Oksanen L, Mustajoki P, Kaprio J, Kainulainen K, Jänne O, Peltonen L, Kontula K
Department of Medicine, University of Helsinki, Finland.
Int J Obes Relat Metab Disord. 1996 Dec;20(12):1055-61.
The Trp64-->Arg allele of the beta 3-adrenergic receptor gene was recently proposed to be associated with an earlier onset of non-insulin-dependent diabetes mellitus (NIDDM), features of insulin resistance and a tendency to gain weight. We investigated whether the Arg64 allele predisposes to severe obesity.
A genetic association study of 254 subjects with morbid obesity [body-mass index (BMI) > or = 40; mean 42.8 +/- 7.0] and 151 lean healthy control subjects [BMI < or = 25; mean BMI 22.3 +/- 1.9].
beta 3-adrenergic receptor genotyping was carried out with a solid-phase minisequencing technique. Serum lipids, glucose and insulin levels in the obese subjects were also determined.
The frequency of the Arg64 did not significantly differ in the morbidly obese patients (9.1%) and lean controls (8.9%), nor was there any statistically significant association between the mean BMI values and the beta 3-adrenergic receptor genotype. However, obese subjects carrying the Arg64 allele developed obesity more often before the age of 15 y than those without it (P < 0.05, adjusted for multiple comparisons). The frequency of the Arg64 allele was similar in nondiabetic and diabetic patients; the mean age at the onset of NIDDM did not differ according to the beta 3-adrenergic receptor genotype. There was no significant association between the receptor genotype and the level of the serum cholesterol, HDL-cholesterol, triglyceride, glucose or insulin, nor was this polymorphism associated with the behavioural or psychopathological characteristics of the morbidly obese subjects. Response to a 16 w treatment program including a very-low calorie diet (VLCD) regimen, dietary and exercise counseling, as well as behavioural modifications, did not differ according to the genotype.
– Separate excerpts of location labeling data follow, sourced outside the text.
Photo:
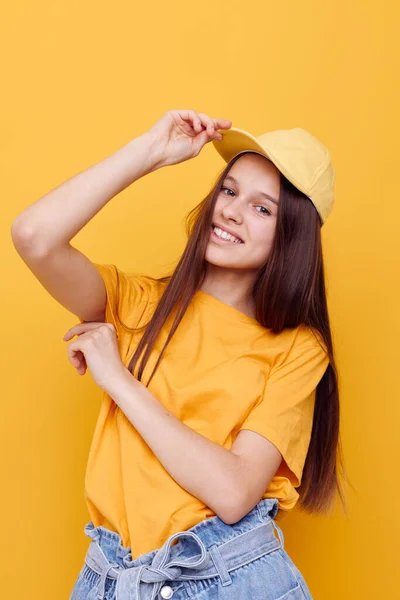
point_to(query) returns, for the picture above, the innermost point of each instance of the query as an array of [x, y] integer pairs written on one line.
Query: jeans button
[[166, 591]]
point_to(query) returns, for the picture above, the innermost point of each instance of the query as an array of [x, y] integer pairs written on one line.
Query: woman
[[205, 430]]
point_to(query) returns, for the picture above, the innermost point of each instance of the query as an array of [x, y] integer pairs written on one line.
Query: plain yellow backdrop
[[79, 80]]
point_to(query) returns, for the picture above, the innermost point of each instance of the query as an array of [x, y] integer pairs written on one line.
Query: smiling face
[[243, 209]]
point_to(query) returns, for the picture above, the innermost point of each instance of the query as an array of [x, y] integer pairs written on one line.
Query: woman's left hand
[[97, 349]]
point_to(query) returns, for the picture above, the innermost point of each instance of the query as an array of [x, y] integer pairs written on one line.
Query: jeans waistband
[[250, 538]]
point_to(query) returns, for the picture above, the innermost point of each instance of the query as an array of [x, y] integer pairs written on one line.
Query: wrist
[[154, 151]]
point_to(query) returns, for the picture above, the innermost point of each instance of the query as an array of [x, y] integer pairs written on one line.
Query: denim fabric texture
[[210, 561]]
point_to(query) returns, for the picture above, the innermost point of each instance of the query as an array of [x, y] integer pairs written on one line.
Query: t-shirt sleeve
[[284, 412], [128, 293]]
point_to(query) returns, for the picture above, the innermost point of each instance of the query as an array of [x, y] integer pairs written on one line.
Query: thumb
[[203, 138]]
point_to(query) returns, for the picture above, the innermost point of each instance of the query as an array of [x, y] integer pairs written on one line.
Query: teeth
[[226, 236]]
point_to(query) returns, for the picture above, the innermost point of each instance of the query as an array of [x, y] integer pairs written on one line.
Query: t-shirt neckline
[[226, 309]]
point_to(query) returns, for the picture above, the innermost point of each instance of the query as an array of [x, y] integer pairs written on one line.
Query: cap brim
[[235, 141]]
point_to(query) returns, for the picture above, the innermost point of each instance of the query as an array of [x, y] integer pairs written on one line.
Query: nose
[[231, 211]]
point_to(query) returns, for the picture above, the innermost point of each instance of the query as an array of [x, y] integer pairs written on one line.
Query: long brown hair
[[289, 291]]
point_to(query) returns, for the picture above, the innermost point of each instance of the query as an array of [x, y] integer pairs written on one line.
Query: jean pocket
[[269, 577]]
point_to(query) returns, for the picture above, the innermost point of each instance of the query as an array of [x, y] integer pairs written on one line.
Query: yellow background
[[80, 79]]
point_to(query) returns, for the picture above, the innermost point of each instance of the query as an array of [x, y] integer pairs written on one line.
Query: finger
[[208, 122]]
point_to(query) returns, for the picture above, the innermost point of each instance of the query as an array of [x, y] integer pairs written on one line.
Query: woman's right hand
[[181, 134]]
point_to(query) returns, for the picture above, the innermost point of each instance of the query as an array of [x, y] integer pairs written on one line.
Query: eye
[[224, 188], [266, 213], [261, 205]]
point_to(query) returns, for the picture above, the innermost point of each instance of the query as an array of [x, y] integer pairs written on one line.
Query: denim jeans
[[210, 561]]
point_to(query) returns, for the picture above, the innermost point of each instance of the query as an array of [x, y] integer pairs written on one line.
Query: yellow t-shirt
[[221, 372]]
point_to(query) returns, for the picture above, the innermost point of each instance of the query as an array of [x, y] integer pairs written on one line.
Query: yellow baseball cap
[[298, 155]]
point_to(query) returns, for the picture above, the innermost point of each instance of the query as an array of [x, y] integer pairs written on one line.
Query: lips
[[227, 231]]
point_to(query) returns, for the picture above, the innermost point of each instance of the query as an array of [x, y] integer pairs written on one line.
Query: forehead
[[257, 173]]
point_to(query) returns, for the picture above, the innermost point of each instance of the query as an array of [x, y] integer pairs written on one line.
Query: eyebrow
[[261, 193]]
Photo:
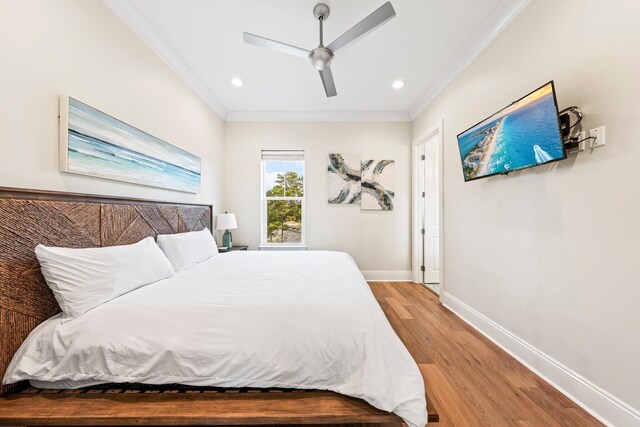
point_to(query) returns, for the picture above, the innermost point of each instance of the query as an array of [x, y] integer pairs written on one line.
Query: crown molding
[[318, 116], [492, 27], [133, 18]]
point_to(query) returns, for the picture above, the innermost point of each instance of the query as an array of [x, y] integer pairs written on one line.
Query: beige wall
[[378, 241], [79, 48], [552, 253]]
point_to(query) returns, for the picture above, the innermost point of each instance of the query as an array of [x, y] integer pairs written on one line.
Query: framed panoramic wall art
[[94, 143], [378, 179]]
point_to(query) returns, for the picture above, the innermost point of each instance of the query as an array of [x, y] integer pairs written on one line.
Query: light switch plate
[[599, 137]]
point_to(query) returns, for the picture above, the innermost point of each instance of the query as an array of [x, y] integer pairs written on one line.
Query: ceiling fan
[[322, 56]]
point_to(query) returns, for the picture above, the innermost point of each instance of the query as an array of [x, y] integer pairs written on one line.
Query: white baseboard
[[601, 404], [387, 275]]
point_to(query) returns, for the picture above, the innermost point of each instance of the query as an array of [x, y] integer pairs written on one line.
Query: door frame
[[417, 249]]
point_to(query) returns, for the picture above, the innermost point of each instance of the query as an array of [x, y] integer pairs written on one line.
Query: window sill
[[283, 248]]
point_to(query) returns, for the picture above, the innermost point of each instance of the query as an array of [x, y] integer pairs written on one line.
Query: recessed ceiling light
[[398, 84]]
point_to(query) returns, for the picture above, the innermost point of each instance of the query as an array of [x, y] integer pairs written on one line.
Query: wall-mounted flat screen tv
[[520, 136]]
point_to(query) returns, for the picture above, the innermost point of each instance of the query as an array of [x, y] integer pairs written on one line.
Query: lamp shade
[[226, 222]]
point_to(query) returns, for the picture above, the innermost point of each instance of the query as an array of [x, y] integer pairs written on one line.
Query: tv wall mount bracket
[[571, 142]]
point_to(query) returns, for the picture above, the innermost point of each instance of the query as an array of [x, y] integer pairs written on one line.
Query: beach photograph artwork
[[522, 135], [94, 143]]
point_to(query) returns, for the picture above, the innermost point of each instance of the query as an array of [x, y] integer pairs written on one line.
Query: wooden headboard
[[30, 217]]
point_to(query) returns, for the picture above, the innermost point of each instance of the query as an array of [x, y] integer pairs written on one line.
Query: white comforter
[[244, 319]]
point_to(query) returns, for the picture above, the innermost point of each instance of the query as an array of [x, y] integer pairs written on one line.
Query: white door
[[431, 209]]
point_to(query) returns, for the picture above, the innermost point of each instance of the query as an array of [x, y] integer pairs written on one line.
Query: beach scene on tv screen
[[522, 135]]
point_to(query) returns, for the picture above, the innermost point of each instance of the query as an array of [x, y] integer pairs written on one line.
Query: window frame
[[264, 243]]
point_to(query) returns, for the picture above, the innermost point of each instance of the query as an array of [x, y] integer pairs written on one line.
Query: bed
[[300, 320]]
Our data do not support a significant role for the codon 64 polymorphism of the beta 3-adrenergic receptor as a genetic marker of morbid obesity. Although there was an association between the Arg64 allele and an earlier onset of obesity in individuals subsequently developing morbid obesity, this allele was not associated with the actual BMI gained or response to weight-loss therapy on a hypocaloric diet.
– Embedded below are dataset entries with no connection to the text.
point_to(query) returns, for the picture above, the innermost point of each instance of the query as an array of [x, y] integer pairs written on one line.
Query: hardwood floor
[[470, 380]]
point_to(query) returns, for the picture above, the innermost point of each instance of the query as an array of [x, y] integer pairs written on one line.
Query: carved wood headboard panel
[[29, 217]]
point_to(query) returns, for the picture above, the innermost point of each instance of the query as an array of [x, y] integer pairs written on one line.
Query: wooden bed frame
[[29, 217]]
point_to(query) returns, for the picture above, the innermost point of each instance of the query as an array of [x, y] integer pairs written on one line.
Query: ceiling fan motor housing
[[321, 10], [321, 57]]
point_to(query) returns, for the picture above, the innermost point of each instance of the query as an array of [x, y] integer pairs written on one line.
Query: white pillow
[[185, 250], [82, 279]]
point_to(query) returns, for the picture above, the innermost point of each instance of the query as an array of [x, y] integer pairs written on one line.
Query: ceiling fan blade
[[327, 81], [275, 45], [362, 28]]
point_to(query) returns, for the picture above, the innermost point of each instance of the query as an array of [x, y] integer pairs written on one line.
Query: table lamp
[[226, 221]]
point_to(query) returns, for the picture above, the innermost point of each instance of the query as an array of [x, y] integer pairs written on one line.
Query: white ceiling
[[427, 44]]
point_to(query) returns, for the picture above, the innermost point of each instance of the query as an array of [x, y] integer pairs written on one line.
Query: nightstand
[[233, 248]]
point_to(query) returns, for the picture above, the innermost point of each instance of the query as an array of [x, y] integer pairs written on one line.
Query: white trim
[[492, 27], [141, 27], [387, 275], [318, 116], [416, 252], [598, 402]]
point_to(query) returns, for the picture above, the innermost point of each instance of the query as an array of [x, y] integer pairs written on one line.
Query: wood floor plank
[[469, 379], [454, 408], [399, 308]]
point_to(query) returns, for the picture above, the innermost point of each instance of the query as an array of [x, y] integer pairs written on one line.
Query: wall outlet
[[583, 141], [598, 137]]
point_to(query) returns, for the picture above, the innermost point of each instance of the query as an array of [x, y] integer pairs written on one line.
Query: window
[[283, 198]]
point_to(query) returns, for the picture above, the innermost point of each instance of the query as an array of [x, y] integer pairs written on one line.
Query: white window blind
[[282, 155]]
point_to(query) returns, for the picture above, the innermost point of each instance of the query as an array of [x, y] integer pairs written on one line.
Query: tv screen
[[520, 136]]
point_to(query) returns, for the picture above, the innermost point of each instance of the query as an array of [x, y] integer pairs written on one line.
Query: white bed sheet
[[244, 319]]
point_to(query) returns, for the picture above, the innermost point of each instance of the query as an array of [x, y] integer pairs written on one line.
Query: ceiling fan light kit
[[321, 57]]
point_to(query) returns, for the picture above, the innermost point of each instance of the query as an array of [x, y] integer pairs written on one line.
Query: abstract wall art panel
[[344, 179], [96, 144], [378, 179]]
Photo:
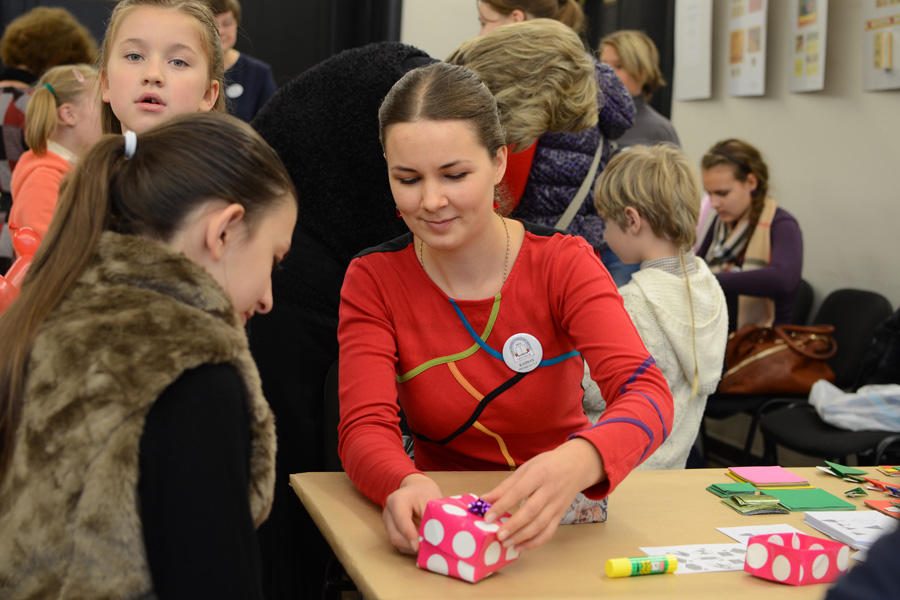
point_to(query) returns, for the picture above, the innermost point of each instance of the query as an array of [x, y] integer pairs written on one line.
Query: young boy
[[649, 198]]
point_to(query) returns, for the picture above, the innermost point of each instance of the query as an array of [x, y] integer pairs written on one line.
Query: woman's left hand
[[545, 487]]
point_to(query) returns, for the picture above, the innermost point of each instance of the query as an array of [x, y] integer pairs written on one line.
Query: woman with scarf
[[754, 247]]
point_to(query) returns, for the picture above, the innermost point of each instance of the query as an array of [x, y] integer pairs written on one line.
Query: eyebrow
[[177, 47]]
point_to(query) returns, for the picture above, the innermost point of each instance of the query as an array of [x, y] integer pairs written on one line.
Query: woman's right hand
[[404, 508]]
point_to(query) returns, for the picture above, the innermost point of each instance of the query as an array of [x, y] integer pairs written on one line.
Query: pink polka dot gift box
[[796, 558], [455, 540]]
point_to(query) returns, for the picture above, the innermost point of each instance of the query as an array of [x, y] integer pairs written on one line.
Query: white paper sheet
[[703, 558]]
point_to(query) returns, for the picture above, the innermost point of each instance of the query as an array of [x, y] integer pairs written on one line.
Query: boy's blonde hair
[[539, 73], [58, 86], [639, 58], [660, 184]]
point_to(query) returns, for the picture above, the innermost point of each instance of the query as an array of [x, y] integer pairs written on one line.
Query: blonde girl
[[137, 452], [159, 59], [61, 123]]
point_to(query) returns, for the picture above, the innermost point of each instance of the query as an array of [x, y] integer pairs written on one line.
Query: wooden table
[[650, 508]]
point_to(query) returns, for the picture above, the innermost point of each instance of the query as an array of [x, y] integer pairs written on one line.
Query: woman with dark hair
[[754, 246], [424, 318]]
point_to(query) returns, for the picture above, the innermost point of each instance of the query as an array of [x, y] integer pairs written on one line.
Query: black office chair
[[869, 355], [722, 406]]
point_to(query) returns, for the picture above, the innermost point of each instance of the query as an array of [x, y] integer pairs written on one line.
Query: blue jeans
[[620, 272]]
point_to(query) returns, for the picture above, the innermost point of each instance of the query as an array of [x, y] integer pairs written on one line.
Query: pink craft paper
[[796, 558], [772, 475], [458, 543]]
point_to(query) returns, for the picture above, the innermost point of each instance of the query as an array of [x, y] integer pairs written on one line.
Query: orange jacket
[[35, 190]]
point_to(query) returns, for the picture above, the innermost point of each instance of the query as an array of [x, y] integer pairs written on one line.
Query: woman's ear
[[222, 229], [500, 160], [752, 182], [65, 113]]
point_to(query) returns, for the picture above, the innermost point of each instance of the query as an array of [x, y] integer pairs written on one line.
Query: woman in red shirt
[[474, 326]]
β3 - 肾上腺素能受体基因的色氨酸64位密码子突变为精氨酸的等位基因(Trp64→Arg)最近被认为与非胰岛素依赖型糖尿病(NIDDM)的较早发病、胰岛素抵抗特征以及体重增加倾向有关。我们研究了精氨酸64位等位基因(Arg64)是否易导致严重肥胖。
对254例病态肥胖患者[体重指数(BMI)≥40;平均42.8±7.0]和151例健康瘦人对照者[BMI≤25;平均BMI 22.3±1.9]进行基因关联研究。
采用固相微测序技术进行β3 - 肾上腺素能受体基因分型。同时测定肥胖患者的血脂、血糖和胰岛素水平。
病态肥胖患者(9.1%)和瘦人对照者(8.9%)中Arg64等位基因频率无显著差异,BMI均值与β3 - 肾上腺素能受体基因型之间也无统计学显著关联。然而,携带Arg64等位基因的肥胖患者在15岁前发生肥胖的频率高于未携带该等位基因者(P<0.05,经多重比较校正)。非糖尿病患者和糖尿病患者中Arg64等位基因频率相似;NIDDM发病的平均年龄根据β3 - 肾上腺素能受体基因型无差异。受体基因型与血清胆固醇、高密度脂蛋白胆固醇、甘油三酯、血糖或胰岛素水平之间无显著关联,该多态性也与病态肥胖患者的行为或精神病理特征无关。对包括极低热量饮食(VLCD)方案、饮食和运动咨询以及行为改变的16周治疗方案的反应,根据基因型无差异。
我们的数据不支持β3 - 肾上腺素能受体64位密码子多态性作为病态肥胖遗传标志物的重要作用。虽然Arg64等位基因与随后发生病态肥胖个体的肥胖较早发病有关,但该等位基因与实际增加的BMI或低热量饮食减肥治疗的反应无关。